Pasal 1
Dalam Peraturan Menteri ini yang dimaksud dengan:
1. UNDANG-UNDANG Kepabeanan adalah UNDANG-UNDANG Nomor 10 Tahun 1995 tentang Kepabeanan sebagaimana telah diubah dengan UNDANG-UNDANG Nomor 17 Tahun 2006.
2. Daerah Pabean adalah wilayah Republik INDONESIA yang meliputi wilayah darat, perairan, dan ruang udara di atasnya, serta tempat- tempat tertentu di Zona Ekonomi Ekslusif dan landas kontinen yang di dalamnya berlaku UNDANG-UNDANG Kepabeanan.
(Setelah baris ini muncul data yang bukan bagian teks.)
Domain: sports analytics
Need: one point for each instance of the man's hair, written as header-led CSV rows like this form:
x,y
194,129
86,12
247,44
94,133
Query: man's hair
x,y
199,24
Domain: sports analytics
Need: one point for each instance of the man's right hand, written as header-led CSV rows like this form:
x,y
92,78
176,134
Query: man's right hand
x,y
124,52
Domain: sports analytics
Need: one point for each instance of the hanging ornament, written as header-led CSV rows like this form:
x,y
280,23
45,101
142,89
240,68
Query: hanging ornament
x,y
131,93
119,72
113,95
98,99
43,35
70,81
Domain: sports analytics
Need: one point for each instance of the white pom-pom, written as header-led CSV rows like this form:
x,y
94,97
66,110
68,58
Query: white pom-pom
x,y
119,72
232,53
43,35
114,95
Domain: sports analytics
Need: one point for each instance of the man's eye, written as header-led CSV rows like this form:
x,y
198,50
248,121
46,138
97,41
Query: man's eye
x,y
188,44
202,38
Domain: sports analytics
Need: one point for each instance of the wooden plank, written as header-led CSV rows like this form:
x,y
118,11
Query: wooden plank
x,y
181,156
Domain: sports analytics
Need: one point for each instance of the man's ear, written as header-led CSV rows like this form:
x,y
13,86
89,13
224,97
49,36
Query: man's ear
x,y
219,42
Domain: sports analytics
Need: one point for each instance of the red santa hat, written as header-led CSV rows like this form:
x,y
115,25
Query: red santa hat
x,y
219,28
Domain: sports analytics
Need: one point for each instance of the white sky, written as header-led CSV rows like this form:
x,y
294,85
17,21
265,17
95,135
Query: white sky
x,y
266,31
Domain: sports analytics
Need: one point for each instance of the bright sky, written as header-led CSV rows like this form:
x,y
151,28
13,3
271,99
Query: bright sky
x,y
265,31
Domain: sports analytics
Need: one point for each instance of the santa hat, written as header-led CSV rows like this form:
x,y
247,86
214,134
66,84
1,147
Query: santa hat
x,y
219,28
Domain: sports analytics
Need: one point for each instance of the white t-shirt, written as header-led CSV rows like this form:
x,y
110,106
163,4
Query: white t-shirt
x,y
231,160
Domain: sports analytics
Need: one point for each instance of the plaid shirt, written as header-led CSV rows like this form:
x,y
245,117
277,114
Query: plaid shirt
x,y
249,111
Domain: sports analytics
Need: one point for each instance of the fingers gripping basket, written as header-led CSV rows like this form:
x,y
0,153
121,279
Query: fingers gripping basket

3. Pejabat Bea dan Cukai adalah pegawai Direktorat Jenderal Bea dan Cukai yang ditunjuk dalam jabatan tertentu untuk melaksanakan tugas tertentu berdasarkan UNDANG-UNDANG Kepabeanan.
4. Pemberitahuan Pabean adalah pernyataan yang dibuat oleh orang dalam rangka melaksanakan kewajiban pabean dalam bentuk dan syarat yang ditetapkan dalam UNDANG-UNDANG Kepabeanan.
5. Impor adalah kegiatan memasukkan barang ke dalam Daerah Pabean.
6. Importir adalah orang perseorangan atau badan hukum yang melakukan Impor.
7. Dokumen Pelengkap Pabean adalah semua dokumen yang digunakan sebagai pelengkap Pemberitahuan Pabean, misalnya invoice, packing list, bill of lading/ airway bill, manifes, dan dokumen lainnya yang dipersyaratkan.